As seen from Fig. 8 the only metal fluoride analog of Na,K-ATPase phosphoenzyme that readily binds anthroyl ouabain was the BeF_x-treated enzyme. To measure the effects of CTS binding to the E·BeF_x form on Na⁺ reactivation, the enzyme was first incubated for 10 min with BeF_x and then either 10 μm ouabain or 100 μm ouabain was included for a further 50 min. These concentrations are saturating for inhibition of the Na,K-ATPase activity but decreases to non-inhibiting concentrations after the 200 times dilution during reactivation and activity test (26). When the reactivation of BeF_x-treated enzyme was investigated after inclusion of 10 μm ouabain in the fluoride incubation medium reactivation was very limited (Fig. 10C, black curve) indicating that ouabain-binding effectively blocked the access pathway for Na⁺ reactivation, in accordance with Na⁺ reactivation taking place from the extracellular side. In contrast the reactivation by Na⁺ was substantial, but slow, for the ouabagenin-bound form (Fig. 10C, gray curve), indicating that Na⁺ access to the (extracellular) binding sites was limited, but still possible after ouabagenin binding to the BeF_x-treated enzyme. Thus, ouabain, but not ouabagenin, blocks the Na⁺-induced release of the metal fluoride from the phosphorylation site. This is in accordance with the AO fluorescence experiments shown in Fig. 8B, where access of K⁺ is blocked by AO binding to the E·BeF_x conformation.

DISCUSSION

Fluoride complexes with magnesium, beryllium, and aluminum have been demonstrated to bind to P-type ATPases by acting as phosphate analogues at the phosphorylated aspartate (2–5). From the crystal structures of Ca-ATPase and Na,K- ATPase the bound metal fluoride complexes are demonstrated to be MgF₄²⁻ (7, 11, 12), BeF₃⁻, and AlF₄⁻ (34, 35). Biochemical and structural studies of interactions of metal fluorides with Ca-ATPase and Na,K-ATPase have demonstrated that they are useful tools in the study of the change in conformational states of these P-type ATPases that couples ATP hydrolysis to active cation transport. MgF₄²⁻ bound at the catalytic site has a tetrahedral geometry and is equivalent to the non-covalently bound P_i, representing the product state of the E2·P hydrolysis. BeF₃⁻ also has a tetrahedral geometry, but is likely to form a covalent bond with a carboxyl oxygen of the Asp so that it mimics aspartylphosphate (i.e. E2-P ground state) (36). The bound AlF₄⁻ has a planar structure, where an oxygen from the hydrolytic water molecule and an Asp oxygen coordinate to the aluminum ion thus producing the trigonal bipyramidal structure like the penta-coordinated P_i in the E2∼P transition state. In SERCA1, if Ca²⁺ is present, AlF₄⁻ plus ADP stabilizes a transition state analog (i.e. E1∼P·ADP) (7, 8). This seems also to be the case with Na,K-ATPase, as indicated by the PK cleavage pattern of the AlF_x·ADP-stabilized enzyme conformation (Fig. 6), which was clearly distinct from the Be-fluoride and MgP_i stabilized E2-P ground states. Several other properties were also distinct for the E·AlF_x·ADP form including the inhibition pattern, with a lower pH sensitivity (Table 1) and a high affinity reactivation by Na⁺ (Fig. 10B). As with SERCA, the E·BeF_x state closely resembled the E2-P state. The PK cleavage pattern in Fig. 6A clearly showed this, as PK yielded a 95 kDa fragment in both E·BeF_x and E2·MgP_i (lanes 3 and 5), which was absent in E·AlF_x (Fig. 6C).

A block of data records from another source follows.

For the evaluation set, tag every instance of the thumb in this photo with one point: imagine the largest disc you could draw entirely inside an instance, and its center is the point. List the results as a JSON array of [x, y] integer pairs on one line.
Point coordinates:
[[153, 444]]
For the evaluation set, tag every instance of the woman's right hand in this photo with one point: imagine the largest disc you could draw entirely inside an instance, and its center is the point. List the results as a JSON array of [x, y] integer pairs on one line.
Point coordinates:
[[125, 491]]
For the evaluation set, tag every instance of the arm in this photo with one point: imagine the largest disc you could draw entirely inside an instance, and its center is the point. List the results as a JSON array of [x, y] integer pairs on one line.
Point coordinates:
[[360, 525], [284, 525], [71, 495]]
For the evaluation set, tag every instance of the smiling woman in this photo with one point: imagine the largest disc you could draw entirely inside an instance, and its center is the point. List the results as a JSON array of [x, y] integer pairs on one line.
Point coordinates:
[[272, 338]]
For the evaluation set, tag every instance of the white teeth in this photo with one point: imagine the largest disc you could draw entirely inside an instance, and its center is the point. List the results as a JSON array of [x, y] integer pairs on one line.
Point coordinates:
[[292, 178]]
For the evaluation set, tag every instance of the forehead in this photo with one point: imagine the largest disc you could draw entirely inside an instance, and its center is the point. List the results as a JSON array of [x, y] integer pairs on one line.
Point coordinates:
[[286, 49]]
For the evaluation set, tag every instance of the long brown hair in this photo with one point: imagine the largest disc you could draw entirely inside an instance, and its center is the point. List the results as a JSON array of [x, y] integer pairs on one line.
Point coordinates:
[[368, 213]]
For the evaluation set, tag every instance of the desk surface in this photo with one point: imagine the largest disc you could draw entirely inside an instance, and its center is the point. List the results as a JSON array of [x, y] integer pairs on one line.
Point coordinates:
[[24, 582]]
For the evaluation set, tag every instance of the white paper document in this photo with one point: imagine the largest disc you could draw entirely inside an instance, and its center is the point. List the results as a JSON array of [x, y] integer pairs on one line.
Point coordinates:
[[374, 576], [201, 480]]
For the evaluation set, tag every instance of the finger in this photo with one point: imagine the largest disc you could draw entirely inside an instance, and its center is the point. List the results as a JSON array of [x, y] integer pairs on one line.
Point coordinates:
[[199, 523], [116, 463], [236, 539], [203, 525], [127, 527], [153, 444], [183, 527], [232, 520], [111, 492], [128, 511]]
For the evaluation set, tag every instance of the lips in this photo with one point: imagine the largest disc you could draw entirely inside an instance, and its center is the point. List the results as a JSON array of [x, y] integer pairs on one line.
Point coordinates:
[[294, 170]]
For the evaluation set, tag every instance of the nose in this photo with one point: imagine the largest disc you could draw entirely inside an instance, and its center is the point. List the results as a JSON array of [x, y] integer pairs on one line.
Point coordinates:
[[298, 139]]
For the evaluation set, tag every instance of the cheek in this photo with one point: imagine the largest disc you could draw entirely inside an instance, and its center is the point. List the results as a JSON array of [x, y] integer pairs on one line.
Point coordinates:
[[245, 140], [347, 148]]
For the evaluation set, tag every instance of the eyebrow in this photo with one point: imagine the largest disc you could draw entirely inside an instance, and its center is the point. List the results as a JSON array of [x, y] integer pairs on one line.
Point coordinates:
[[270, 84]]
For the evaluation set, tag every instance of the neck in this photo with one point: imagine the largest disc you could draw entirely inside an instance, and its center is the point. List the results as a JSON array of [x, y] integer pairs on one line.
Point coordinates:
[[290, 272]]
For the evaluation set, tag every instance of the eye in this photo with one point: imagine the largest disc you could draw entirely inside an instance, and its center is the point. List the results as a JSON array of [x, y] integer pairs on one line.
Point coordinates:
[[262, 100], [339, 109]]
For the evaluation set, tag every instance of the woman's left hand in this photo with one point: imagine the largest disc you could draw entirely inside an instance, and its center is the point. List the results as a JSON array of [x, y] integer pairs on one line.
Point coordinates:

As seen from Fig. 1 the inhibition by NaF at a constant MgCl₂ concentration of 5 mm had an inhibitor constant, K_i that increased from 1.3 mm at pH 6.5 to 6.4 mm at pH 8.5 at 24 °C. The Hill coefficient (n_H) was about −2.2, in accordance with the theoretical lower limit for the number of bound fluorines in the complex, MgF₄²⁻. In Fig. 2 the inhibition by MgCl₂, BeSO₄, AlCl₃, and AlCl₃+1 mm ADP at 5 mm NaF is shown at pH 7.5. Previously an inhibitor constant, K_i of 0.32 μm for AlCl₃ at 0.3 mm NaF and 5.7 mm MgCl₂ to pig kidney Na,K-ATPase at pH 6.8 at 37 °C has been measured (2), which is somewhat lower than the 12.5 μm found in the present investigation (Table 1) under different conditions and at 23 °C.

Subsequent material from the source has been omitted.